The application itself took about 45 minutes online through the state’s HEAplus portal. Robert submitted in mid-December 2025 with documentation of his last three months of business receipts, his shop’s lease agreement, and a written statement about the unpaid child support. He was approved within 22 days.
What Approval Actually Changed — and What It Didn’t
Robert’s household was approved for $418 per month in SNAP benefits starting January 2026. He told me the first time the EBT card loaded, he and Daniela stood in the grocery store for a moment before putting anything in the cart.
The $418 didn’t solve everything. The child support enforcement case against Marisol’s biological father moved slowly through the Arizona courts, and as of our conversation in late March 2026, payments were still inconsistent. The specialized daycare remained at $1,200 per month, which the family was managing partly through Arizona’s DDD support services and partly out of pocket.

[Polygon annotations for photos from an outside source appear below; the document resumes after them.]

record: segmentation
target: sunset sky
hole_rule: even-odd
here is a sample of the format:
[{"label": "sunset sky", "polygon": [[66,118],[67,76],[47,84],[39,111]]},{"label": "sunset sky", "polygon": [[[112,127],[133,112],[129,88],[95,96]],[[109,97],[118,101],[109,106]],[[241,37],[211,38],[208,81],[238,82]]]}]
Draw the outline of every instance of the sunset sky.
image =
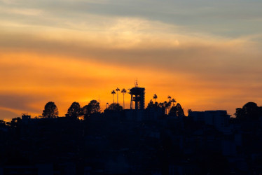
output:
[{"label": "sunset sky", "polygon": [[41,115],[50,101],[60,116],[74,102],[104,108],[136,78],[146,104],[156,93],[185,111],[261,106],[261,0],[0,0],[0,119]]}]

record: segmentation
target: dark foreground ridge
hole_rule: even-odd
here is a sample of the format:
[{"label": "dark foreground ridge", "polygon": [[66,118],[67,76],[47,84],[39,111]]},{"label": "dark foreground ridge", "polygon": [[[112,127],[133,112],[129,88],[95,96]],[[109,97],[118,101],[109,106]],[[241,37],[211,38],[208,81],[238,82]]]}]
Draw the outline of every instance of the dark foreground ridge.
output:
[{"label": "dark foreground ridge", "polygon": [[23,115],[1,122],[0,174],[259,174],[254,104],[237,108],[237,118],[226,111],[174,116],[156,106],[83,120]]},{"label": "dark foreground ridge", "polygon": [[[261,174],[262,107],[192,111],[174,99],[144,108],[144,88],[130,89],[130,108],[74,102],[58,117],[54,102],[43,115],[0,120],[2,174]],[[123,102],[126,90],[121,91]],[[135,109],[132,103],[135,102]],[[123,103],[125,104],[125,103]]]}]

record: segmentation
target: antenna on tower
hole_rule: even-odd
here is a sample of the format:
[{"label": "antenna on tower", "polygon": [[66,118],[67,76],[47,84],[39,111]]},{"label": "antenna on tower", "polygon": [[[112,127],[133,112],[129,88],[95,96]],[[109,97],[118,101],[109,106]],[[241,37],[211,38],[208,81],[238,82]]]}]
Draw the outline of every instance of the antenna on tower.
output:
[{"label": "antenna on tower", "polygon": [[138,88],[138,81],[137,81],[137,78],[135,79],[135,88]]}]

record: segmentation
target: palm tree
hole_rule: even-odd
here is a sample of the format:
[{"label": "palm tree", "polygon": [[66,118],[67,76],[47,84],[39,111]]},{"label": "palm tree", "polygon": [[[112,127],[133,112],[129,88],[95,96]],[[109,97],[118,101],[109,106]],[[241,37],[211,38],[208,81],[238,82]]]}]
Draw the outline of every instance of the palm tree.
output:
[{"label": "palm tree", "polygon": [[155,104],[156,104],[156,99],[158,98],[158,96],[156,95],[156,94],[154,94],[153,95],[153,98],[155,99]]},{"label": "palm tree", "polygon": [[113,94],[113,103],[114,104],[114,103],[115,103],[115,100],[114,100],[114,99],[113,99],[113,94],[116,94],[116,92],[115,92],[114,90],[112,90],[112,92],[111,92],[111,94]]},{"label": "palm tree", "polygon": [[117,100],[118,100],[118,91],[120,91],[120,89],[118,88],[116,88],[116,91]]},{"label": "palm tree", "polygon": [[173,103],[173,106],[174,106],[174,103],[177,102],[177,100],[175,99],[172,99],[171,102]]},{"label": "palm tree", "polygon": [[168,103],[167,101],[164,102],[164,108],[165,108],[165,114],[166,114],[167,112],[167,108],[168,108]]},{"label": "palm tree", "polygon": [[127,90],[123,88],[122,90],[121,90],[121,93],[123,93],[123,108],[125,109],[125,94],[127,92]]}]

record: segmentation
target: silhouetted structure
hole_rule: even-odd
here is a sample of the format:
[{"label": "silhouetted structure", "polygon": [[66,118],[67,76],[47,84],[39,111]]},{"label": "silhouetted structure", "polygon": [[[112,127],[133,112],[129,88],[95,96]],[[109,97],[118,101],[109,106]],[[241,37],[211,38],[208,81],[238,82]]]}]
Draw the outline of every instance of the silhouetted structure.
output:
[{"label": "silhouetted structure", "polygon": [[130,94],[131,95],[130,108],[133,108],[133,102],[135,104],[135,109],[144,109],[144,92],[145,88],[138,88],[136,81],[135,87],[130,89]]}]

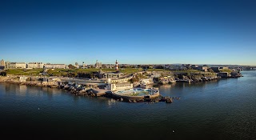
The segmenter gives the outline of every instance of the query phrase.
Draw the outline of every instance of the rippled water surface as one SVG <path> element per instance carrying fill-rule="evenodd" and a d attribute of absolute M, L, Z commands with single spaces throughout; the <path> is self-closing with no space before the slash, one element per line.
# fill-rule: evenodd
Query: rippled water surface
<path fill-rule="evenodd" d="M 256 71 L 159 86 L 170 104 L 77 97 L 0 83 L 2 136 L 34 139 L 256 139 Z"/>

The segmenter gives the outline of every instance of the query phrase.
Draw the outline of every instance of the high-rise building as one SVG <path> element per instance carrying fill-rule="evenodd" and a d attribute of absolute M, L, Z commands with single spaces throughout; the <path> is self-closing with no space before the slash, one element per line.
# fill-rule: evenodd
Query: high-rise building
<path fill-rule="evenodd" d="M 0 62 L 0 66 L 6 66 L 6 62 L 3 59 L 2 59 Z"/>
<path fill-rule="evenodd" d="M 115 70 L 118 71 L 118 60 L 115 60 Z"/>

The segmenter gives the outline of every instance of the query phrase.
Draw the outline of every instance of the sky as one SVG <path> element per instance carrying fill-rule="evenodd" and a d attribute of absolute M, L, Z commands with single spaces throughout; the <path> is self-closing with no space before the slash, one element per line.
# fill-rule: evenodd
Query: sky
<path fill-rule="evenodd" d="M 0 59 L 256 66 L 254 0 L 2 0 Z"/>

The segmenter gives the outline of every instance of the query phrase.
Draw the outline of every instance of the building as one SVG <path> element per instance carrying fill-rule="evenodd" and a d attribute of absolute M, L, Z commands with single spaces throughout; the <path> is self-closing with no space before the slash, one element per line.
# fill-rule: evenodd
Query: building
<path fill-rule="evenodd" d="M 106 86 L 106 90 L 128 90 L 134 88 L 134 85 L 132 83 L 116 83 L 116 84 L 108 84 Z"/>
<path fill-rule="evenodd" d="M 123 78 L 125 74 L 123 73 L 120 72 L 115 72 L 115 73 L 104 73 L 102 74 L 102 78 Z"/>
<path fill-rule="evenodd" d="M 206 72 L 208 71 L 208 66 L 198 66 L 198 70 L 200 71 Z"/>
<path fill-rule="evenodd" d="M 2 59 L 0 62 L 0 66 L 6 66 L 6 62 L 3 59 Z"/>
<path fill-rule="evenodd" d="M 43 63 L 42 62 L 29 62 L 27 64 L 27 68 L 29 68 L 29 69 L 42 69 Z"/>
<path fill-rule="evenodd" d="M 10 62 L 7 69 L 26 69 L 26 62 Z"/>
<path fill-rule="evenodd" d="M 98 62 L 98 60 L 96 61 L 96 63 L 94 65 L 94 67 L 98 69 L 98 68 L 102 68 L 102 62 Z"/>
<path fill-rule="evenodd" d="M 45 64 L 44 65 L 45 69 L 66 69 L 66 65 L 65 64 Z"/>
<path fill-rule="evenodd" d="M 5 69 L 9 69 L 9 66 L 10 66 L 10 62 L 5 62 Z"/>
<path fill-rule="evenodd" d="M 115 60 L 115 70 L 116 71 L 118 71 L 118 60 Z"/>
<path fill-rule="evenodd" d="M 222 66 L 222 67 L 210 67 L 215 73 L 218 73 L 220 72 L 220 70 L 228 70 L 229 68 L 228 67 L 225 67 L 225 66 Z"/>

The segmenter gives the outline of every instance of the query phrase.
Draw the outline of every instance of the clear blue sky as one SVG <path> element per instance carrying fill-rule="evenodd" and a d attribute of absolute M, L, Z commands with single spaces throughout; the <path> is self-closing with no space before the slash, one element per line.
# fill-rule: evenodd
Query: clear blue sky
<path fill-rule="evenodd" d="M 254 0 L 2 0 L 0 59 L 256 66 Z"/>

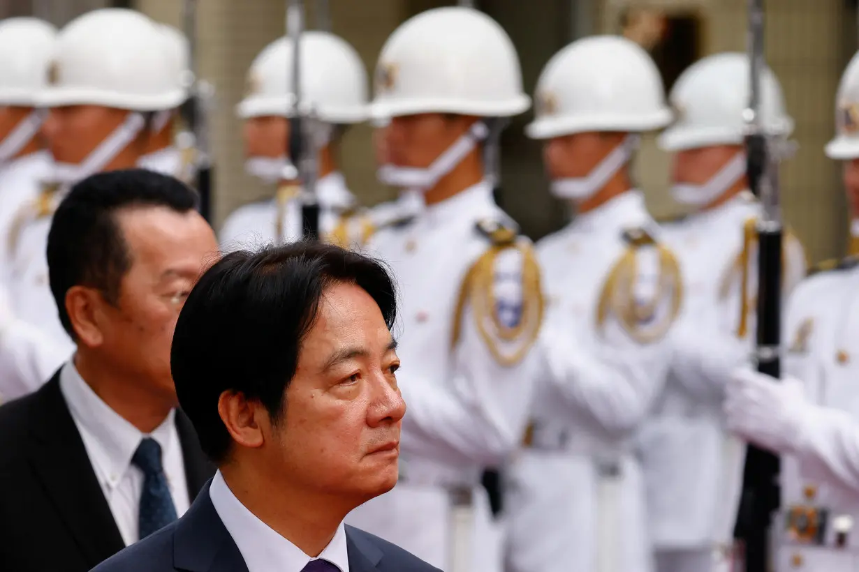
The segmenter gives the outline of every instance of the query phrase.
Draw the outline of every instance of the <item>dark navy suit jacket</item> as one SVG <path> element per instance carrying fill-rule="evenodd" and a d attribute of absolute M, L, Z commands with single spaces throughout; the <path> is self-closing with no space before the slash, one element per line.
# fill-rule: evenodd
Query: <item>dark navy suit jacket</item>
<path fill-rule="evenodd" d="M 350 572 L 441 572 L 362 530 L 346 527 Z M 131 545 L 91 572 L 248 572 L 215 510 L 209 485 L 176 522 Z"/>

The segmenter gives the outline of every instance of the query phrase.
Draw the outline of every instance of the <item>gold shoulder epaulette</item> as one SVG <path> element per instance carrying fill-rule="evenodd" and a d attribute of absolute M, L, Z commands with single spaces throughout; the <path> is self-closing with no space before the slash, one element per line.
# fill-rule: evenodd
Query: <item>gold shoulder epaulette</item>
<path fill-rule="evenodd" d="M 859 256 L 845 256 L 844 258 L 830 258 L 821 262 L 818 262 L 808 270 L 808 275 L 813 276 L 823 272 L 832 270 L 850 270 L 859 264 Z"/>
<path fill-rule="evenodd" d="M 510 367 L 527 354 L 543 322 L 539 264 L 533 244 L 515 226 L 484 220 L 476 228 L 490 244 L 460 286 L 451 345 L 460 341 L 468 308 L 493 358 Z"/>
<path fill-rule="evenodd" d="M 813 276 L 814 274 L 819 274 L 821 272 L 829 272 L 830 270 L 836 270 L 841 265 L 841 261 L 838 258 L 830 258 L 818 262 L 814 266 L 808 268 L 808 276 Z"/>
<path fill-rule="evenodd" d="M 655 216 L 653 220 L 657 225 L 673 225 L 678 222 L 683 222 L 687 218 L 689 218 L 688 214 L 664 214 Z"/>
<path fill-rule="evenodd" d="M 484 219 L 477 224 L 478 231 L 496 246 L 512 244 L 519 236 L 519 229 L 495 219 Z"/>
<path fill-rule="evenodd" d="M 624 230 L 624 240 L 631 246 L 649 246 L 656 244 L 656 239 L 643 226 L 634 226 Z"/>
<path fill-rule="evenodd" d="M 661 340 L 679 313 L 683 281 L 674 254 L 645 228 L 624 232 L 626 248 L 612 267 L 602 286 L 596 312 L 596 328 L 604 335 L 610 322 L 616 323 L 636 343 Z M 647 250 L 655 253 L 656 287 L 646 294 L 637 292 L 641 278 L 638 257 Z"/>

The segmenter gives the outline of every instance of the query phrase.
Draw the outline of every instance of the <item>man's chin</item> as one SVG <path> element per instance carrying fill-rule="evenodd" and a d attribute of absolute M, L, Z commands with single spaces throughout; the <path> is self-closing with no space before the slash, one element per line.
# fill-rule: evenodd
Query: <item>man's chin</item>
<path fill-rule="evenodd" d="M 399 476 L 399 464 L 397 462 L 374 470 L 364 481 L 365 485 L 362 487 L 367 500 L 384 495 L 393 489 L 397 485 Z"/>

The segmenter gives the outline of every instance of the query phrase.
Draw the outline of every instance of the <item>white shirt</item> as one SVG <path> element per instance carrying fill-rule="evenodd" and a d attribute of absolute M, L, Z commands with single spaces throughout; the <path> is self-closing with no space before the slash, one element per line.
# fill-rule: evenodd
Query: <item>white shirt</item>
<path fill-rule="evenodd" d="M 327 560 L 349 572 L 346 529 L 340 523 L 334 538 L 313 558 L 257 518 L 235 497 L 218 471 L 209 489 L 212 504 L 245 559 L 248 572 L 302 572 L 311 560 Z"/>
<path fill-rule="evenodd" d="M 142 156 L 137 166 L 179 178 L 182 175 L 182 152 L 173 145 L 165 147 Z"/>
<path fill-rule="evenodd" d="M 334 172 L 316 182 L 316 196 L 320 202 L 320 234 L 325 236 L 334 230 L 340 213 L 355 204 L 355 196 L 346 188 L 343 175 Z M 277 199 L 253 202 L 240 207 L 227 217 L 221 227 L 219 239 L 224 252 L 242 248 L 256 248 L 277 239 L 278 208 Z M 285 242 L 302 238 L 302 204 L 288 201 L 283 213 L 283 239 Z"/>
<path fill-rule="evenodd" d="M 125 545 L 140 539 L 137 515 L 143 473 L 131 464 L 131 457 L 143 437 L 152 437 L 161 447 L 170 496 L 181 516 L 190 500 L 174 412 L 152 433 L 143 435 L 95 394 L 71 361 L 60 371 L 59 387 Z"/>
<path fill-rule="evenodd" d="M 9 239 L 21 208 L 39 196 L 40 184 L 51 172 L 51 155 L 38 151 L 0 166 L 0 278 L 8 280 Z"/>

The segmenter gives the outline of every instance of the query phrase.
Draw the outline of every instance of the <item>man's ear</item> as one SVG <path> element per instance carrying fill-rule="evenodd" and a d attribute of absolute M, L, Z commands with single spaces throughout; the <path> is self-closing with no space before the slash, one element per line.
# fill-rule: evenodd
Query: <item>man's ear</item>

Robert also acknowledged that his spending habits hadn’t transformed overnight. He described buying a $220 limited-edition sneaker in February — “a moment of weakness,” he called it — and immediately regretting it. The SNAP benefit freed up cash that he said he’s now trying to be more deliberate about, though he admitted he’s still working on what “deliberate” actually looks like for him.
He did say one thing shifted in a meaningful way: Marisol’s speech therapy co-pays, which had been quietly coming out of the grocery budget in tighter months, were no longer in competition with food. “She’s making progress,” Robert told me. “Her therapist says she’s doing really well. That’s the part that matters.”
The Regret He Still Carries
Near the end of our conversation, I asked Robert what he wished he’d known sooner. He was quiet for a moment, stirring the last of his coffee.
According to USDA SNAP data, approximately 42 million people received SNAP benefits in fiscal year 2024. Among working households with children — families like Robert’s — participation has historically lagged behind eligibility rates, partly due to stigma and partly due to the complexity of documenting self-employment income.
Robert told me he’s now the person in his neighborhood who tells other small business owners to look into it. Two of his regular clients — a food truck operator and a house cleaner — have since applied after he mentioned his own experience. “I’m not embarrassed anymore,” he said. “I’m just telling people what’s real.”
When I left the coffee shop, Robert had a client waiting at the shop and a Marisol pick-up at 4:30. The hustle hadn’t stopped. But it was carrying a little less weight than it had in December.